The rest of Support Group is torture: Patrick drones on about battles won and lost, "inspiration", and what is supposed to be comforting words. Neither Hazel nor I speak until Patrick asks me a question: "Augustus, perhaps you'd like to share your fears with the group."

"My fears?" I ask, a bit startled by the suggestion.

"Yes," Patrick answers.

"I fear oblivion. I fear it like the proverbial blind man who's afraid of the dark."

"Too soon," Isaac says.

"Was that insensitive? I can be pretty blind to other people's feelings," I ask.

Isaac is laughing, but Patrick says, "Augustus, please. Let's return to you and your struggles. You said you fear oblivion?"

"I did," I answer.

"Would, uh, would anyone like to speak to that?" Patrick asks, looking like he's lost.
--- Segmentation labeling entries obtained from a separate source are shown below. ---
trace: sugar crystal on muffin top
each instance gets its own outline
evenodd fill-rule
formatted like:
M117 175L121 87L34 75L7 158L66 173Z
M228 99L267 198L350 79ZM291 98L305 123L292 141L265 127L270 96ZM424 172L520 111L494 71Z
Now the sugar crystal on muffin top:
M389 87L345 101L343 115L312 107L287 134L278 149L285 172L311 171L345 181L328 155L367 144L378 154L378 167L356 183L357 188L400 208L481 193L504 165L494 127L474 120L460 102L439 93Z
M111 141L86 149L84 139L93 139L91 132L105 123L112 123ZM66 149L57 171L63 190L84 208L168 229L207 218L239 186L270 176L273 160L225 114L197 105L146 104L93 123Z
She tentatively raises her hand. I wonder what she' s going to say.

"Hazel!" Patrick says relieved.

She looks at me without flinching. "there will come a time when all of us are dead. All of us. There will come a time when there are no more human beings remaining to remember anyone ever existed or that our species ever did anything. There will be no one left to remember Aristotle or Cleopatra, let alone you. Everything that we did and built and wrote and thought and discovered will be forgotten and all of this, will have been for naught. Maybe that time is coming soon and maybe it is millions of years away, but even if we survive the collapse of our sun, we will not survive forever. There was time before organisms experienced consciousness, and there will be time after. And if the inevitability of human oblivion worries you, I encourage you to ignore it. God knows that's what everyone else does."

I can sense that she's trying to hurt me-or scare me. But it doesn't.

There was a long period of silence. I smiled. "Goddam. Aren't you something else."